Houlon and Brenner played their first John Train gig at the Tin Angel in 1995, opening for John Wesley Harding, the British songwriter who’s since moved to Philadelphia.

The group grew, adding Schreiber, Fergusson, Tucker, and original bass player Steve Demarest, and recorded six albums starting with Angels Turned Thieves in 1999.

They’re marked by frisky interplay between Tucker and Brenner, an in-demand steel guitarist who’s a member of Brooklyn buzz band Wild Pink. They’re chock-full of literary leaning songs by Houlon, whose 15-minute “Talkin’ Rabbit (Harry Angstrom’s Blues)” impressed the John Updike Society so much that they flew him to Belgrade for their gathering in 2018.

Along with John Train, which takes its name from an alter ego folksinger Phil Ochs used in the 1970s, Houlon also leads the raucous pub-rockers the Donuts.

He also cohosts an annual Bob Dylan Birthday bash on May 24 at Ardmore Music Hall with Kenn Kweder.

John Train had residencies at various Philly venues over the years, at the North Star Bar in Brewerytown and Jack’s Firehouse in Fairmount. In 2005, they landed at Fergie’s.

“It became this 6 o’clock rock thing that suits a lot of people of a certain age,” said Fergus Carey, owner of Fergie’s..

The steady weekend work has kept the band of musicians with day jobs going.

“I love Fergie’s,” says Brenner. “It’s a very unique gig. It’s in a big metropolitan area, but it feels like a village pub that’s the only place in town. Jon has some beautiful quiet songs, but it also gets a little rambunctious, so we rock it out.”

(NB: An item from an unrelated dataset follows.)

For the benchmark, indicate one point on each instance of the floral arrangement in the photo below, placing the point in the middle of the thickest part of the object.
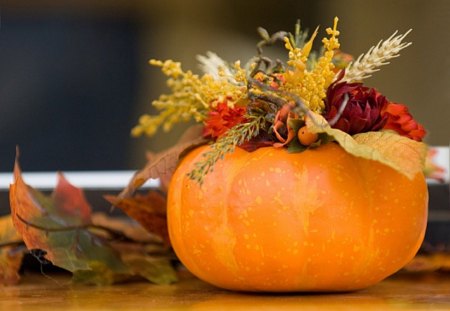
(309, 100)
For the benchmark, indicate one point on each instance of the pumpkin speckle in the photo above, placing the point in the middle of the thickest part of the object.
(325, 230)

The bond between band and venue was cemented in 2013. In between sets, Demarest suffered an aortic dissection in the bar’s upstairs bathroom, and died the next day. “After that, we realized how much we’re all in each other’s lives and how much we liked each other,” says Carey.

Frank joined as bass player and a new residency began the next year.

Frustrated with unsold CDs piling up in his house, Houlon had pretty much given up on recording after A Wig and a Wonder, a frustration that’s mentioned in one of the band’s most requested songs: “Nobody’s Listening Blues.”

But he then got the idea of corraling his horse songs, with select covers like David Halley’s “Further” and Jonathan Richman’s “Since She Started To Ride.”

In 2021, the band went into Gradwell House studios in Haddon Heights and recorded almost the entire album in two days. “It really was like a dream,” says Brenner.

And for Houlon, the finished product fulfills a lifelong wish.

“Every John Train and Donuts album has been on CD only,” he says, picking up a copy of the LP. “So playing this was hearing my own voice come off a vinyl record for the first time in my life. ... It makes me feel great. It’s beautiful.”